Angel for Shabbat, Parashat Devarim
by Rabbi Marc D. Angel
In his book, “The Case for Democracy,” Natan Sharansky divides the world into two kinds of societies: fear societies, and free societies. Fear societies are tyrannies which rule by terrorizing their subjects, by restricting freedom of speech and movement, by instilling fear so that people will not voice opposition to the rulers. Fear societies are controlled by tyrants who are not hesitant to brutalize their people in order to quash dissent.
Sharansky who was himself a prisoner of the KGB due to his outspokenness as a Soviet Jew, had high respect for the great Soviet dissenter, Andrei Sakharov. Sakharov lashed out against the Soviet’s repression of human rights, and called on the nations of the world to protest on behalf of the people of the Soviet Union. Sakharov stated: “A country that does not respect the rights of its own people will not respect the rights of its neighbors.” (p. 3) Tyrannies, when allowed to persist, are a danger not only to their own people but to other nations as well. In contrast to fear societies, free societies provide their people with the ability to speak freely, to express dissent, to move about in freedom.
Sharansky writes: “A society is free if people have a right to express their views without fear of arrest, imprisonment or physical harm.” (p. 40) In a free society, a person may offer opinions without fear of being assaulted, imprisoned or murdered.
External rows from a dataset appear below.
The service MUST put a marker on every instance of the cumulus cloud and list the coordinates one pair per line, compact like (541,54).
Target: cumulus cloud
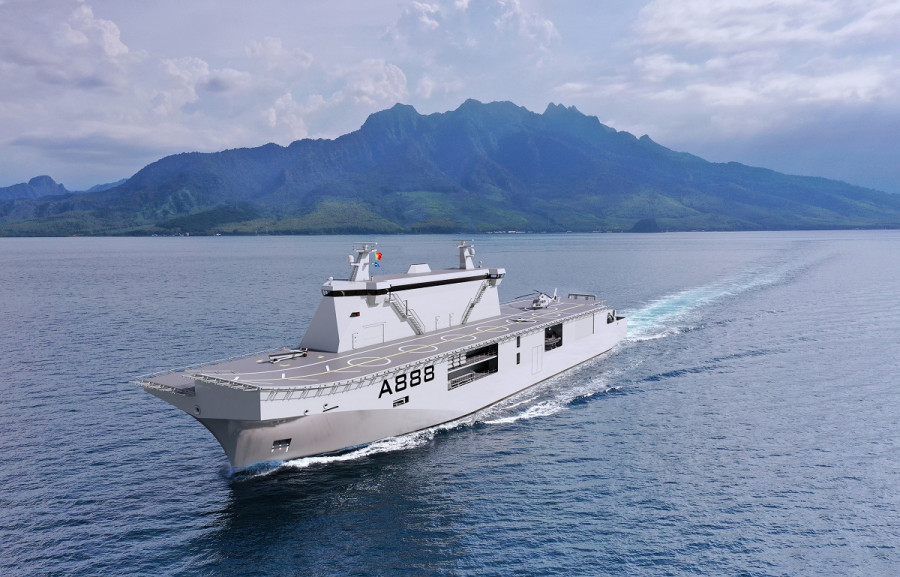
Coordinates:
(375,81)
(274,56)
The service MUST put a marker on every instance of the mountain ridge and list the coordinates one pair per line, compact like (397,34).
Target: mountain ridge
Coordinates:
(481,167)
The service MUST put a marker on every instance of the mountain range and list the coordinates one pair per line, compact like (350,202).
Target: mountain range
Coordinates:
(479,168)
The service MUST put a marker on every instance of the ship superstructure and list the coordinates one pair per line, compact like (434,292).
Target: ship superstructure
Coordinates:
(387,355)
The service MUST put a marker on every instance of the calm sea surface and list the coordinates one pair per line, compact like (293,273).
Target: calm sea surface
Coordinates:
(750,424)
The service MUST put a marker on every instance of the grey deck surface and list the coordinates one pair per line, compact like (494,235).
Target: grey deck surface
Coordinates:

A free society fosters diversity; it respects individual rights; it allows people to think and act freely. Whereas a fear society represses its people, a free society allows its people to grow and flourish. Whereas a fear society is ruled by tyrants and their henchmen, a free society is governed by the rule of law.
Sharansky argues that all people would prefer to live in free societies. Those who live under dictators regret their inability to function in freedom. If given the opportunity, all people would choose to live in free societies. Sharansky was deeply grateful to those in the West who insisted on linking Soviet trade privileges with advances in human rights. He admired the courage of Senator Henry Jackson and President Ronald Reagan who were adamant in their confrontation with the Soviet Union’s fear society. Because of their strength in confronting the evils of Soviet society, the Soviet Union ultimately collapsed. Millions of people were liberated from the fears and oppressions of Soviet rule, and people began to taste freedom for the first time.
The world today is still divided between fear societies and free societies. Just as in the past, many were willing to look aside at human rights abuses in fear societies, so today many are willing to keep the peace even if this means keeping tyrants in power in other lands. Sharansky argues that tyranny is allowed to persist because free societies do not stand up against them, and do not insist that they liberate their populations from oppression and terror.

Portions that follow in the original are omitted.